В кабинете за письменным столом следователя в этот раз сидел человек в штатском. Следователь стоял за его спиной, опершись о подоконник. А я? Бессмысленно и вяло зафиксировала присутствие обещанного "одного человека". Это ничего не меняло. Я хотела спать! Даже здесь, на стуле. Упасть на пол, но только спать.
Нудным голосом "один человек", как в первый день ареста, спрашивал: имя, фамилия, где, что? Как будто все началось сначала.

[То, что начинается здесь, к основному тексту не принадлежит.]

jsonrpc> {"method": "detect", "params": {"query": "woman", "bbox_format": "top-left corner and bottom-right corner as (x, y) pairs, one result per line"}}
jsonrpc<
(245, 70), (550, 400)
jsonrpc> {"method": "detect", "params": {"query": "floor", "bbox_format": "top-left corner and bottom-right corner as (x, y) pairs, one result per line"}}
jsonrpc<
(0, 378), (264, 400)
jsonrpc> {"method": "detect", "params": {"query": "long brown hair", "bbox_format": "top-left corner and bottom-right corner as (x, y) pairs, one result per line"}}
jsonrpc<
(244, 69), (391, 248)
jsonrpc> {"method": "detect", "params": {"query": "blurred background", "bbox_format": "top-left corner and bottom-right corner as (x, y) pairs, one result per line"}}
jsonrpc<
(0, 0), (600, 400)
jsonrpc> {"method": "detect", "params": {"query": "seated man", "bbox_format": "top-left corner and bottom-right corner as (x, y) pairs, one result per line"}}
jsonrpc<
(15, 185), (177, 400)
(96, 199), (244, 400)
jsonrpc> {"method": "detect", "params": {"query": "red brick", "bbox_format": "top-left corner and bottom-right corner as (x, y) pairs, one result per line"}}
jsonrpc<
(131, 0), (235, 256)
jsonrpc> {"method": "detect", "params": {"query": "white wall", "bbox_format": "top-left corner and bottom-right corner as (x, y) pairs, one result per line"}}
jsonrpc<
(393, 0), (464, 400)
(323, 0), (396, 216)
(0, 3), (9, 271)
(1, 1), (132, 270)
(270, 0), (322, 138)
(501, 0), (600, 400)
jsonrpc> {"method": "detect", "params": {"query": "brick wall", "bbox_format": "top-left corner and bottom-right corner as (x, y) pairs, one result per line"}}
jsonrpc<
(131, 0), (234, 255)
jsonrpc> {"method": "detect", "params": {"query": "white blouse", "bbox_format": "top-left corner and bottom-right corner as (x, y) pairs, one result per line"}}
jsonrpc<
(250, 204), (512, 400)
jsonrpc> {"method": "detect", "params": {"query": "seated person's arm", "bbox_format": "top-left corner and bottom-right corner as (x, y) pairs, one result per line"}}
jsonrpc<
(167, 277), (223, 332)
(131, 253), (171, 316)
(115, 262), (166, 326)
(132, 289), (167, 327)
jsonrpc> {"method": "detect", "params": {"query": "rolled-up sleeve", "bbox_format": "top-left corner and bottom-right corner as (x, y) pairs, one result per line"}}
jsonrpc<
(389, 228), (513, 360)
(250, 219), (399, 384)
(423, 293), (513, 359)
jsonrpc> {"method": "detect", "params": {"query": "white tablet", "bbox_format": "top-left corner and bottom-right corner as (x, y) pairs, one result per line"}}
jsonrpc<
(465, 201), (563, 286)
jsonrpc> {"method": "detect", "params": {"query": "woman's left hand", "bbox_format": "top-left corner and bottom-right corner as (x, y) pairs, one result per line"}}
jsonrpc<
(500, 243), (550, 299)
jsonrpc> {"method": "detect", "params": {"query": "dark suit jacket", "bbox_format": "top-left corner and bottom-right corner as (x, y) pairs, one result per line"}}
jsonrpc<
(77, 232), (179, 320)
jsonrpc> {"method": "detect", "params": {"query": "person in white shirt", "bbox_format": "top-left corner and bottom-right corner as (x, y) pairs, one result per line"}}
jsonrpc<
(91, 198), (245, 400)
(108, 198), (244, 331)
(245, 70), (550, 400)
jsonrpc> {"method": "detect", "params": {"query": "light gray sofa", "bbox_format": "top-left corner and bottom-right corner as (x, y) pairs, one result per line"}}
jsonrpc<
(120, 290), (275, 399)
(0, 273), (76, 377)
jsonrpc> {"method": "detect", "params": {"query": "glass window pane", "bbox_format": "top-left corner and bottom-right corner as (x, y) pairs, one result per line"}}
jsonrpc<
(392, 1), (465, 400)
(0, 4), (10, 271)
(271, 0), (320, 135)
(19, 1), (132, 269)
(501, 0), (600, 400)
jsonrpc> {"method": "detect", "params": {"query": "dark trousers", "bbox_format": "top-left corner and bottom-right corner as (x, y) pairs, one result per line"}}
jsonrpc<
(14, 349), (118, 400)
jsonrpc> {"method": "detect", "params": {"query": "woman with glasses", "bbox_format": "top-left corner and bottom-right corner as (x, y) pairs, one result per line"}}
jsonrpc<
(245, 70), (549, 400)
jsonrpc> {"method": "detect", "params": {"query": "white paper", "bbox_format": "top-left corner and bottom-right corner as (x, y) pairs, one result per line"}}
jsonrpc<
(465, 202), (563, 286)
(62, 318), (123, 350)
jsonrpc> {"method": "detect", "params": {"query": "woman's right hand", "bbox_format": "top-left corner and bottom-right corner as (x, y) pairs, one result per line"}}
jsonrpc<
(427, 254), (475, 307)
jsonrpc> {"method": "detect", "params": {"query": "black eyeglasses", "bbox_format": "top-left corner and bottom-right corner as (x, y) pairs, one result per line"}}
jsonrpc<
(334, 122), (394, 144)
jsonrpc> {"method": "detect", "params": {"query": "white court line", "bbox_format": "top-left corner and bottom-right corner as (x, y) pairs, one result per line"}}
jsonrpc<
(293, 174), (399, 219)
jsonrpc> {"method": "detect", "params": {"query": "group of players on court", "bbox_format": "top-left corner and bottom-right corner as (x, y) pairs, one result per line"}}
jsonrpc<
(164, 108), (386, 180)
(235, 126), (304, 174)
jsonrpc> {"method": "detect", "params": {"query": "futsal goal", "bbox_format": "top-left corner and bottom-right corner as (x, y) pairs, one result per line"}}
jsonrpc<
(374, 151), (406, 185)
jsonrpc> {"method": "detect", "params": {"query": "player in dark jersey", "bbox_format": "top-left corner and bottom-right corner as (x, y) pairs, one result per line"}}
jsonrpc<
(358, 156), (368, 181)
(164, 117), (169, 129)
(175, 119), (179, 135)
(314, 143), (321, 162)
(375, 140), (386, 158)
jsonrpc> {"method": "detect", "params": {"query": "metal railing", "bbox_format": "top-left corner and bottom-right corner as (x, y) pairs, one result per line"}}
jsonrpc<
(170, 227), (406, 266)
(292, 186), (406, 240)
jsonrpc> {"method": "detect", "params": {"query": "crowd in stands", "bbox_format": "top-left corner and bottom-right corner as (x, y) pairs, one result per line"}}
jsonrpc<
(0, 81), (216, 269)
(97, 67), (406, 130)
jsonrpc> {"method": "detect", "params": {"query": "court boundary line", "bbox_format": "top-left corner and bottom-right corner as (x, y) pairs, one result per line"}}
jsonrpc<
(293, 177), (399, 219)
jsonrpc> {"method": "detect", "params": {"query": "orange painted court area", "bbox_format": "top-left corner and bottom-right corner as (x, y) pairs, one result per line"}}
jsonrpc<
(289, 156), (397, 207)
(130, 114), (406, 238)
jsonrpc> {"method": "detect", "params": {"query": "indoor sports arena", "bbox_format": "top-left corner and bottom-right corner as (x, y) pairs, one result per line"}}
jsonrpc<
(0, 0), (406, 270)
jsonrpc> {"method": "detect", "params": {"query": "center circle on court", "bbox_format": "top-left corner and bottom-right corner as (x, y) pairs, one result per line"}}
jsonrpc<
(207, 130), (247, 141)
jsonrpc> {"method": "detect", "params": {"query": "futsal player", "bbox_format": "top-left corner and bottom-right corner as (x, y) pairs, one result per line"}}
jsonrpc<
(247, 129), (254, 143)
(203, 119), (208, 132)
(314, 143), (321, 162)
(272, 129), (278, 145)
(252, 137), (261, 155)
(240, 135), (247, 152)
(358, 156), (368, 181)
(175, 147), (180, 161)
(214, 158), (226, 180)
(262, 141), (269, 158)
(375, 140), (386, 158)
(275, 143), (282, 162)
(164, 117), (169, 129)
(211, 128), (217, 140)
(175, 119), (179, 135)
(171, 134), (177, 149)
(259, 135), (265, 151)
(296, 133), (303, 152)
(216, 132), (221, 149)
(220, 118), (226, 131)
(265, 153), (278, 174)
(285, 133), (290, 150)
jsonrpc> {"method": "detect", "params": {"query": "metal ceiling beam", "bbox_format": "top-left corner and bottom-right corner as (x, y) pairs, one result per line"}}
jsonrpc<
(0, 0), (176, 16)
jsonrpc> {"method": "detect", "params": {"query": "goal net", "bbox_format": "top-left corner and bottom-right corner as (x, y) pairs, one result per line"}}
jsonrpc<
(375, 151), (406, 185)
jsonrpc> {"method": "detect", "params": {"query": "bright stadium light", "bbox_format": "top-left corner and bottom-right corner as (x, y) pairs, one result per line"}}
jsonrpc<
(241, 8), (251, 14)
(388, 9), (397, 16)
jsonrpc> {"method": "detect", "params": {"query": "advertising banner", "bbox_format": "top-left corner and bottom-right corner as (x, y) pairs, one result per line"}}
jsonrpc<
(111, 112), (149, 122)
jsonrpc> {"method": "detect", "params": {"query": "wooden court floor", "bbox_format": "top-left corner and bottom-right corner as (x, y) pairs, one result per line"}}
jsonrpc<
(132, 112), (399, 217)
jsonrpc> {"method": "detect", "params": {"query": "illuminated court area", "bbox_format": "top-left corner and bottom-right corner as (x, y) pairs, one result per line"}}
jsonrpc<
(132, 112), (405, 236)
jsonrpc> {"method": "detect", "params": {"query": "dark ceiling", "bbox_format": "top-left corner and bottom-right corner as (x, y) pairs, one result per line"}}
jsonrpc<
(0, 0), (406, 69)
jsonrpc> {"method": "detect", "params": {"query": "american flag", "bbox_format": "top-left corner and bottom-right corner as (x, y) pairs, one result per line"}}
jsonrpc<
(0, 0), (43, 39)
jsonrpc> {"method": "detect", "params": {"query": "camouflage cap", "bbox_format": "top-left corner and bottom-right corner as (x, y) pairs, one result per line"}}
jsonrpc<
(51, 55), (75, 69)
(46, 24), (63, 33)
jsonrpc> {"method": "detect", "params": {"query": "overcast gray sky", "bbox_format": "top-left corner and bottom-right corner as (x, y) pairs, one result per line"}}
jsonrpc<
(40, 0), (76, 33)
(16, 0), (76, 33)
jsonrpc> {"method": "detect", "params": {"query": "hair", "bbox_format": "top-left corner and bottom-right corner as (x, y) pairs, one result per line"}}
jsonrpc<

- Вы говорили, что в тридцать седьмом году пытали заключенных? крепнул его голос.
- Говорила!
- Что немецкая армия, не в пример нашей, хорошо оснащена?
- Говорила!
- Что хотите прихода Гитлера?
- Говорила!
Мало-помалу в голове становилось все четче, яснее. Наконец-то я сама себя выпускала на волю да еще и при аудитории. Видела, как следователь за спиной человека в штатском хватался за голову, делал мне знаки остановиться, образумиться. Но нет! Паника следователя, выражаемая в пластике, только подхлестывала меня.
- Да! - отвечала я на все. - Говорила! Да! Да!
Пусть все расшибается вдребезги. Существеннее и отраднее было чувствовать, что еще есть чему расшибаться! Хотя бы во имя этого только!
Я лихо, "с ветерком" катилась с горы все в тех же санях, с которых соскочила, чтобы стать счастливой в городе Фрунзе. И в первый раз в этих стенах мне было хорошо от ощущения вдруг пришедшей свободы, напоившей чувством жизни.